A toy engine. From 0 to Ludum Dare

Last November I started working on a toy DX12 renderer. At first my intention was to add a new backend for Milton, but after I got the first triangle going it became pretty addictive to just keep going and see where I could take it. Here’s a write-up of what I’ve got going!

As I have grown this system, my main focus has been on API design and the core rendering API. I wanted to have an engine I could use to write small games and test apps with as few lines of code as possible. It needed to be flexible enough to be used as a test bed to try out different graphics techniques but I also wanted it to be useful as an actual game engine.

In this post I will go through how the system has grown from a triangle on the screen to a toy engine that I could use on a game jam.

The intended audience are people with a little background in graphics programming or people who are interested in writing a 3d engine from scratch. It’s not super technical but I do throw around many graphics terms that I don’t bother to define since this is already a lot of text.

The first triangle, and setting up pipeline states

I started by looking at some sample code and copying things over while looking at the functional spec.

a triangle

A lot of the work that I put in to get the triangle going was the bare minimum necessary, but I also tried to introduce some initial abstractions.
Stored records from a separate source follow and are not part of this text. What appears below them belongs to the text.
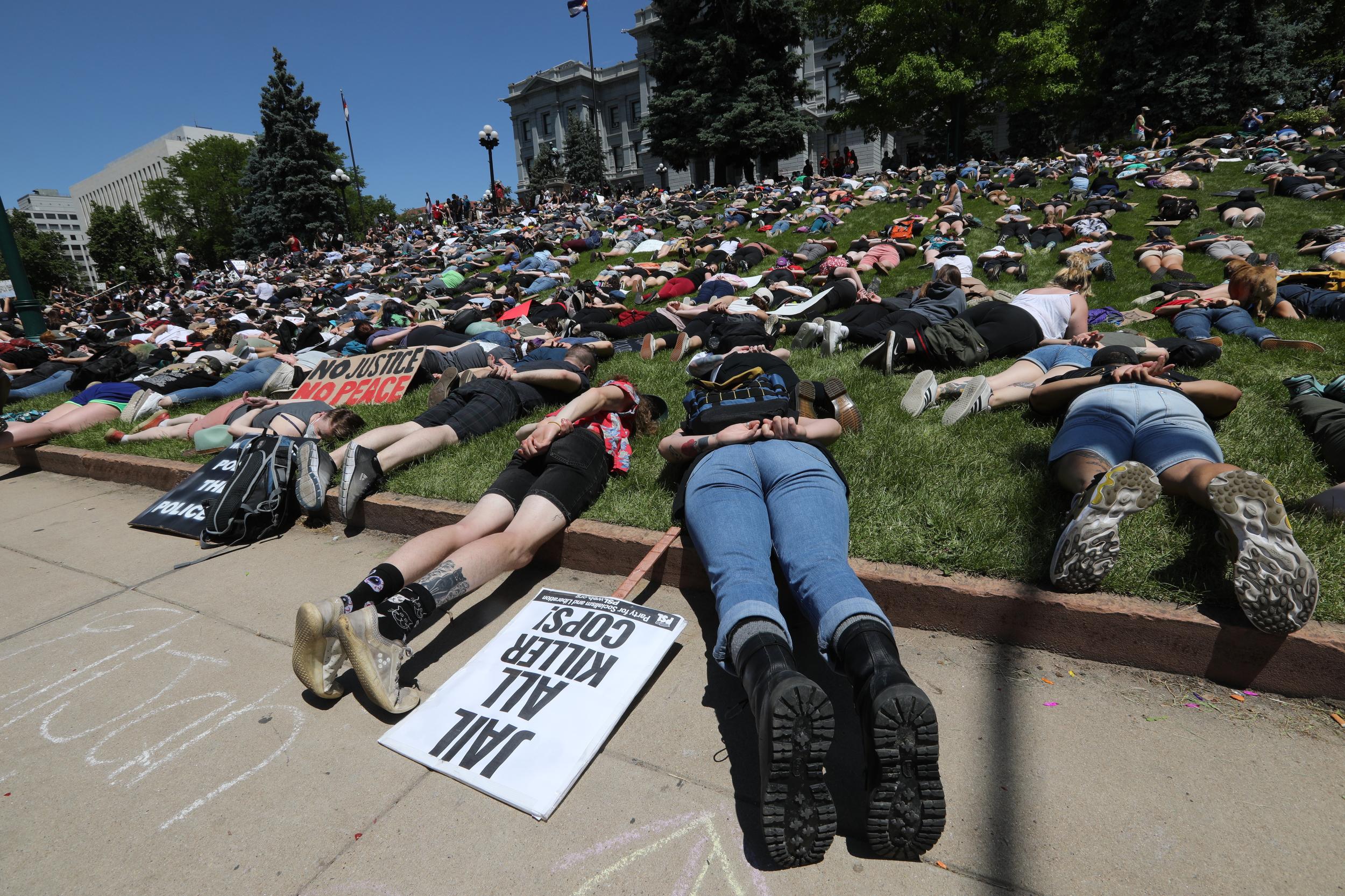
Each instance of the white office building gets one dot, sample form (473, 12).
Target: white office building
(124, 181)
(541, 105)
(54, 213)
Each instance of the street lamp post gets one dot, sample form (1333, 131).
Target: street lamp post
(341, 179)
(490, 138)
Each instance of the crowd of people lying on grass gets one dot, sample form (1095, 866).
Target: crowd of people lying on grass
(510, 331)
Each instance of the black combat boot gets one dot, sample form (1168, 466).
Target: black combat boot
(902, 743)
(795, 724)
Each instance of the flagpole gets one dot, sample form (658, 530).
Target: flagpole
(588, 26)
(353, 165)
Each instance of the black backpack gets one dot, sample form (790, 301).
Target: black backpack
(257, 501)
(1177, 209)
(111, 365)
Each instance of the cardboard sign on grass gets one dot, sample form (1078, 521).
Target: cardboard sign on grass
(362, 380)
(525, 716)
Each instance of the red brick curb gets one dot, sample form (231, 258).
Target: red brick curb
(1103, 627)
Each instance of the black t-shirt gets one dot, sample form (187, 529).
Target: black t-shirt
(534, 396)
(1172, 376)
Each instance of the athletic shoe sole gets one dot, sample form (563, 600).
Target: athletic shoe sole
(314, 650)
(907, 809)
(151, 422)
(974, 399)
(798, 816)
(1090, 544)
(1274, 580)
(922, 395)
(366, 669)
(310, 486)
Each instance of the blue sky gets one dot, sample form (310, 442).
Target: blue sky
(88, 82)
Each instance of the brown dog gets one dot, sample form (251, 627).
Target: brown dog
(1252, 287)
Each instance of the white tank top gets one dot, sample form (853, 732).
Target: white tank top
(1050, 309)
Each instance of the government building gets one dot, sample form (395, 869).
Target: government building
(541, 104)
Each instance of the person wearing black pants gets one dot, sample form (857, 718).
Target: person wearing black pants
(1324, 420)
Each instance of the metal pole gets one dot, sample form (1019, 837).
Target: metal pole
(353, 165)
(588, 26)
(30, 312)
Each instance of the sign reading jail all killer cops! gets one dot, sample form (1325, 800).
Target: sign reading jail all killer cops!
(526, 715)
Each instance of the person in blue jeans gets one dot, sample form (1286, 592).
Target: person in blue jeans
(251, 377)
(768, 487)
(55, 382)
(1195, 318)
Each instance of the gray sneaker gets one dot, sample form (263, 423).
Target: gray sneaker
(315, 475)
(809, 334)
(318, 656)
(1090, 544)
(974, 400)
(1274, 580)
(377, 661)
(922, 395)
(832, 338)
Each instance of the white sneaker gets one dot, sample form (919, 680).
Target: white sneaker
(1274, 580)
(922, 395)
(377, 661)
(141, 404)
(974, 400)
(833, 338)
(1090, 544)
(809, 334)
(318, 656)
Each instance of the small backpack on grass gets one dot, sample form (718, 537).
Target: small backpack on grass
(257, 501)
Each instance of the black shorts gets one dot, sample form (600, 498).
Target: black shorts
(571, 475)
(475, 409)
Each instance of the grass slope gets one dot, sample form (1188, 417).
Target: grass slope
(977, 498)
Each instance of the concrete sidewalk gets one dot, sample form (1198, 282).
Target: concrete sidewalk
(154, 741)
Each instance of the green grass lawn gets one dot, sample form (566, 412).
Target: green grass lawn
(975, 497)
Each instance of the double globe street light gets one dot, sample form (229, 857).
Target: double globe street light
(490, 138)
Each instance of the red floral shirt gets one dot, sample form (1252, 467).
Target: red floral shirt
(614, 428)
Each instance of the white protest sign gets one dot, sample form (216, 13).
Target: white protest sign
(522, 719)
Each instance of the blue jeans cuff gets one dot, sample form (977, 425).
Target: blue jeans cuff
(746, 610)
(838, 614)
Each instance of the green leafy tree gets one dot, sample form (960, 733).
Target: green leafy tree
(1203, 62)
(584, 166)
(947, 68)
(547, 167)
(44, 260)
(727, 82)
(197, 203)
(288, 182)
(122, 239)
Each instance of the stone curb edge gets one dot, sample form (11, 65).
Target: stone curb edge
(1214, 643)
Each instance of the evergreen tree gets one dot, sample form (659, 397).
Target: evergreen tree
(947, 69)
(727, 81)
(547, 167)
(584, 165)
(197, 203)
(44, 260)
(288, 182)
(120, 239)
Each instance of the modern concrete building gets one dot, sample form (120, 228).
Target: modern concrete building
(541, 104)
(124, 179)
(55, 213)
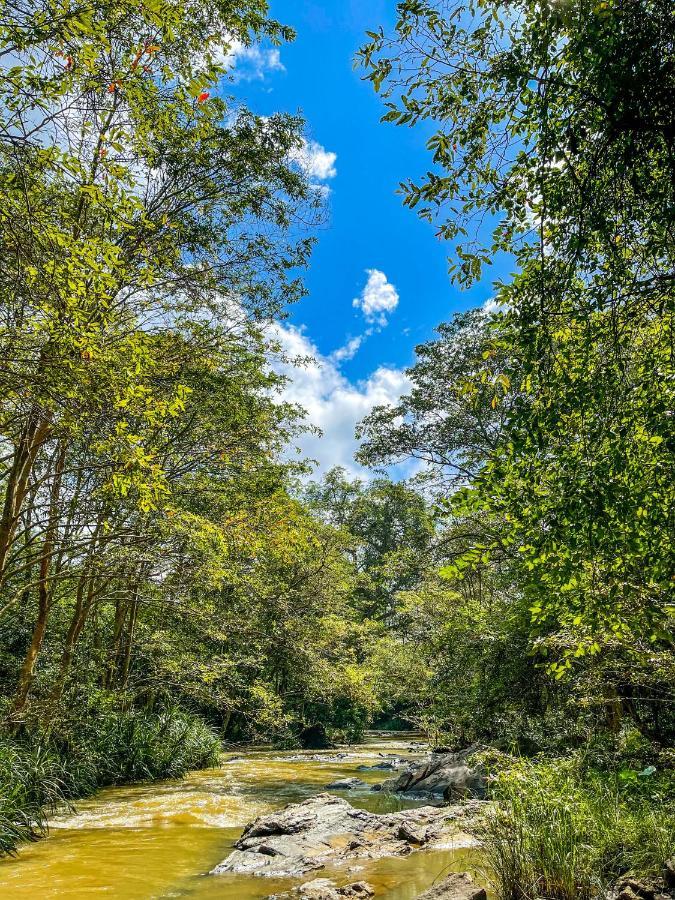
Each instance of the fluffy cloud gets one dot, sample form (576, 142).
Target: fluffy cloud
(315, 161)
(349, 350)
(378, 298)
(333, 403)
(251, 63)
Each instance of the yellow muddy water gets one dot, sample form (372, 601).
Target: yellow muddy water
(156, 841)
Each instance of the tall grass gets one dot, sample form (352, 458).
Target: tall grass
(44, 771)
(560, 833)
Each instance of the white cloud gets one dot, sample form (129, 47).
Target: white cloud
(378, 298)
(350, 349)
(315, 161)
(333, 403)
(251, 63)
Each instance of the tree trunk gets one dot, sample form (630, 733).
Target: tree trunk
(44, 595)
(34, 436)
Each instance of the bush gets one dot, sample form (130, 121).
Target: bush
(560, 832)
(42, 771)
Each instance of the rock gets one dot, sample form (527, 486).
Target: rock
(632, 889)
(325, 889)
(346, 784)
(390, 766)
(443, 775)
(412, 835)
(325, 829)
(455, 887)
(314, 737)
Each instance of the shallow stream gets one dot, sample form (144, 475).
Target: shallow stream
(157, 841)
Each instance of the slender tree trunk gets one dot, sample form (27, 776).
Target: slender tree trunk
(33, 438)
(126, 661)
(44, 594)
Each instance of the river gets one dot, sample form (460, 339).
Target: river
(161, 840)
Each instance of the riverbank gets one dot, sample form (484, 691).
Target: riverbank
(44, 769)
(160, 840)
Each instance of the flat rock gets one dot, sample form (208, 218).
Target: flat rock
(346, 784)
(325, 829)
(325, 889)
(444, 775)
(455, 887)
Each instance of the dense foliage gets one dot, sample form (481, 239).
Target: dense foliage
(168, 580)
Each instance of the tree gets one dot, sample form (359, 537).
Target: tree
(146, 224)
(557, 124)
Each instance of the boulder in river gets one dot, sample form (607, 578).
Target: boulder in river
(346, 784)
(325, 829)
(325, 889)
(455, 887)
(314, 737)
(444, 775)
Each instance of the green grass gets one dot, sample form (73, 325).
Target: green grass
(44, 771)
(560, 832)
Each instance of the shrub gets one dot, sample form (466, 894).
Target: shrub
(43, 770)
(560, 832)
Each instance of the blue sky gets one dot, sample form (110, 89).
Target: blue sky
(371, 249)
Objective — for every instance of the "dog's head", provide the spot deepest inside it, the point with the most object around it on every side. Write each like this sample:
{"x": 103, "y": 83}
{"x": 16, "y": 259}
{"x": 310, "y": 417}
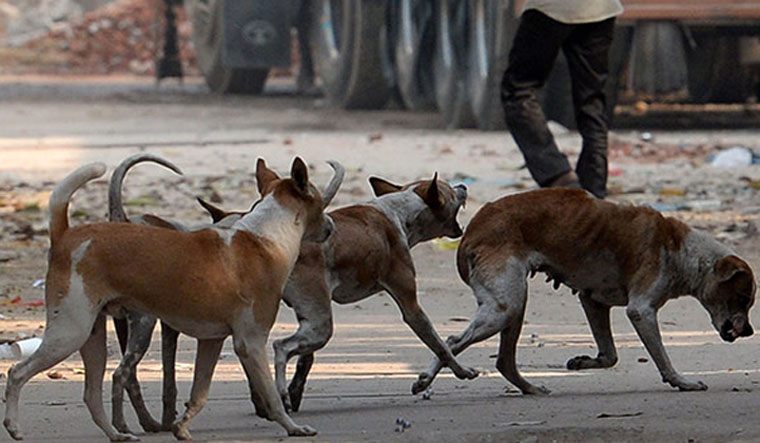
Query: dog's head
{"x": 728, "y": 295}
{"x": 442, "y": 201}
{"x": 301, "y": 197}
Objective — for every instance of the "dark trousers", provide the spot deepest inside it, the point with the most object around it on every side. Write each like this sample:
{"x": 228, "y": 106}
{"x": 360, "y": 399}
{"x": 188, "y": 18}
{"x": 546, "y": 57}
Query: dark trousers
{"x": 534, "y": 50}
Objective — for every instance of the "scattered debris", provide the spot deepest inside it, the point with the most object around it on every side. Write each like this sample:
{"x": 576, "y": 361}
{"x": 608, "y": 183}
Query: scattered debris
{"x": 526, "y": 423}
{"x": 402, "y": 424}
{"x": 732, "y": 157}
{"x": 619, "y": 415}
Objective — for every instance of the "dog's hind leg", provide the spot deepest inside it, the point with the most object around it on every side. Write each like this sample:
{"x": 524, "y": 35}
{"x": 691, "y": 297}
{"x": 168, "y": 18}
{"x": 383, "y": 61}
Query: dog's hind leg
{"x": 169, "y": 337}
{"x": 250, "y": 347}
{"x": 506, "y": 362}
{"x": 298, "y": 383}
{"x": 62, "y": 338}
{"x": 205, "y": 362}
{"x": 401, "y": 286}
{"x": 495, "y": 297}
{"x": 598, "y": 316}
{"x": 93, "y": 354}
{"x": 310, "y": 299}
{"x": 140, "y": 332}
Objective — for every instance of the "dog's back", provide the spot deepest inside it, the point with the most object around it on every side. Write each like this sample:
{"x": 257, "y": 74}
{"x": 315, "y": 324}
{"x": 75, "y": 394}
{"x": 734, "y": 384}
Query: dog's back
{"x": 567, "y": 228}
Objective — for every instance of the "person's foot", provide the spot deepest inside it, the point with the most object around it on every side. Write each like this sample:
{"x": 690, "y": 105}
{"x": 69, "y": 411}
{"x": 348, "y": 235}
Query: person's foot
{"x": 567, "y": 180}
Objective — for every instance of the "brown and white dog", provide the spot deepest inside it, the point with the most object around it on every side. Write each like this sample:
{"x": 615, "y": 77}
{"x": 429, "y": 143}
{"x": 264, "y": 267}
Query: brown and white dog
{"x": 208, "y": 284}
{"x": 614, "y": 255}
{"x": 368, "y": 253}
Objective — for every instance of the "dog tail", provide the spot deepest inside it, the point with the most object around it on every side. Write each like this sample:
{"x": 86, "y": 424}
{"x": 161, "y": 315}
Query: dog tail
{"x": 59, "y": 199}
{"x": 115, "y": 208}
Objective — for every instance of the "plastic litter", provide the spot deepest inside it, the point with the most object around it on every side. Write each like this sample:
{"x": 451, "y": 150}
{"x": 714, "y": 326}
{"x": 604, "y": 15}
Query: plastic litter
{"x": 732, "y": 157}
{"x": 402, "y": 424}
{"x": 25, "y": 348}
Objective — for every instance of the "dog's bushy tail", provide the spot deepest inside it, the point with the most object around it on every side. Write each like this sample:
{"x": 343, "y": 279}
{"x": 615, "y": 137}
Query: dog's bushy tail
{"x": 59, "y": 199}
{"x": 115, "y": 208}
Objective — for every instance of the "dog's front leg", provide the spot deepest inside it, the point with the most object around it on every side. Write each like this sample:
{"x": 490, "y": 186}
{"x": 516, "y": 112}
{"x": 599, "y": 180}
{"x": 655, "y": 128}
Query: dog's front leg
{"x": 205, "y": 362}
{"x": 169, "y": 337}
{"x": 598, "y": 316}
{"x": 644, "y": 318}
{"x": 308, "y": 295}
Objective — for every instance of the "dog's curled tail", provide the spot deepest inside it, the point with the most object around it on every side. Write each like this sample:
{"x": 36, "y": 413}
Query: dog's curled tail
{"x": 59, "y": 199}
{"x": 115, "y": 208}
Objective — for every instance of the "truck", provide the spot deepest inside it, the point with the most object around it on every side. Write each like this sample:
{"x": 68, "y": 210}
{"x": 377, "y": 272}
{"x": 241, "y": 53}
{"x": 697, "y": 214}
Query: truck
{"x": 449, "y": 55}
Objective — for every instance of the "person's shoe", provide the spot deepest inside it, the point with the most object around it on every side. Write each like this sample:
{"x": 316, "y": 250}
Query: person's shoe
{"x": 566, "y": 180}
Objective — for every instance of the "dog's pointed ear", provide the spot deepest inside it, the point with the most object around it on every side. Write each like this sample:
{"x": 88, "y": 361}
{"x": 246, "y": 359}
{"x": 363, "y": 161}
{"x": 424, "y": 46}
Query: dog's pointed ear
{"x": 432, "y": 196}
{"x": 264, "y": 175}
{"x": 300, "y": 173}
{"x": 215, "y": 212}
{"x": 732, "y": 269}
{"x": 382, "y": 187}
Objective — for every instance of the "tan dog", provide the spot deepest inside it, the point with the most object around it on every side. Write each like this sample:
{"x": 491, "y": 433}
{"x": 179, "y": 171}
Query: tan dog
{"x": 208, "y": 284}
{"x": 615, "y": 255}
{"x": 369, "y": 252}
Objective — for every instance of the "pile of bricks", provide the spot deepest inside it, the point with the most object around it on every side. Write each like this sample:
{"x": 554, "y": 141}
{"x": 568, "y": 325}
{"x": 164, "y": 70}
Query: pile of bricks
{"x": 120, "y": 37}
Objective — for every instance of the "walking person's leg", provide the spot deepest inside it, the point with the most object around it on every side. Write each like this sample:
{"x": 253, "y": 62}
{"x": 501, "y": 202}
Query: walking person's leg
{"x": 587, "y": 52}
{"x": 534, "y": 50}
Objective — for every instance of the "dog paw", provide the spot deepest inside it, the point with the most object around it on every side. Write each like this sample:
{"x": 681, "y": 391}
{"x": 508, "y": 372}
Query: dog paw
{"x": 181, "y": 433}
{"x": 686, "y": 385}
{"x": 148, "y": 425}
{"x": 12, "y": 430}
{"x": 124, "y": 437}
{"x": 302, "y": 431}
{"x": 580, "y": 362}
{"x": 467, "y": 373}
{"x": 422, "y": 383}
{"x": 536, "y": 390}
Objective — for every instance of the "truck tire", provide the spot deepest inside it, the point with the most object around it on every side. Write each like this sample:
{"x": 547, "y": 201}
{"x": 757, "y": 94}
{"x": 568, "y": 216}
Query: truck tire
{"x": 724, "y": 79}
{"x": 413, "y": 36}
{"x": 449, "y": 64}
{"x": 350, "y": 46}
{"x": 660, "y": 47}
{"x": 490, "y": 30}
{"x": 208, "y": 39}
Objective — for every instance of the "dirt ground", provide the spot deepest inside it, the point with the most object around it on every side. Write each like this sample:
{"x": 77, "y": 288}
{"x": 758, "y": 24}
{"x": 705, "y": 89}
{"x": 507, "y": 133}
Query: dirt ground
{"x": 360, "y": 383}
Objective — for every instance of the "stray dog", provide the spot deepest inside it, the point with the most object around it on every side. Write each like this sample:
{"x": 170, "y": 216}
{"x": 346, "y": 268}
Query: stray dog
{"x": 208, "y": 284}
{"x": 614, "y": 255}
{"x": 368, "y": 253}
{"x": 135, "y": 329}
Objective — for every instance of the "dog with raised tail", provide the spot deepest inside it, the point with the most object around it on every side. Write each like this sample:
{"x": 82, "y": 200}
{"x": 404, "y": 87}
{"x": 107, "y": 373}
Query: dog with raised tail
{"x": 613, "y": 255}
{"x": 208, "y": 284}
{"x": 369, "y": 252}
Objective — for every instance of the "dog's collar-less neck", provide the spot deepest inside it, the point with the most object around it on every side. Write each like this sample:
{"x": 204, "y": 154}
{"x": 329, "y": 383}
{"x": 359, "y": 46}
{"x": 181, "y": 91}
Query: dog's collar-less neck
{"x": 402, "y": 208}
{"x": 272, "y": 221}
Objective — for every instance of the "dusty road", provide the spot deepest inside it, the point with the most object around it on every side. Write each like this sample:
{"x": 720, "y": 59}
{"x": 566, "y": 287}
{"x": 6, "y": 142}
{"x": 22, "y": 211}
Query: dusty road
{"x": 360, "y": 382}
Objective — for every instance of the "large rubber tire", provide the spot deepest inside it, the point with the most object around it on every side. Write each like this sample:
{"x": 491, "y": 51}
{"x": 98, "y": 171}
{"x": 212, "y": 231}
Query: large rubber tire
{"x": 449, "y": 64}
{"x": 414, "y": 36}
{"x": 490, "y": 30}
{"x": 724, "y": 79}
{"x": 659, "y": 58}
{"x": 350, "y": 46}
{"x": 208, "y": 38}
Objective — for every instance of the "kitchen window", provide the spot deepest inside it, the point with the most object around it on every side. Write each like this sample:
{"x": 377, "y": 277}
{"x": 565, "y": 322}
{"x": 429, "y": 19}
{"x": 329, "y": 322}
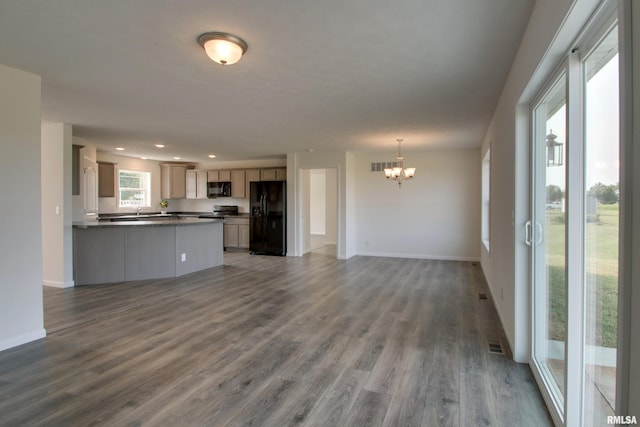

One of my goals with this project is to write more than one backend, so the API hides all of the DX12-specific details.

Here’s an example of the API for creating graphics pipeline state objects (PSOs):

PipelineStateHandle gpuGraphicsPipelineState(
                        u8* vertexByteCode,
                        u64 szVertexByteCode,
                        u8* pixelByteCode,
                        u64 szPixelByteCode,
                        const PSOFlags psoFlags);

It takes an array for the vertex shader bytecode and one for the pixel shader bytecode and returns a handle which we can use with a corresponding gpuSetPipelineState.

It’s a pretty common pattern in game engines to use handles to reference data, and my engine is no exception. Every handle is a type-safe index into some array. Most handles are defined in a single line like so: struct ObjectHandle { u64 idx; }; I define them with structs instead of using a typedef to get some type safety.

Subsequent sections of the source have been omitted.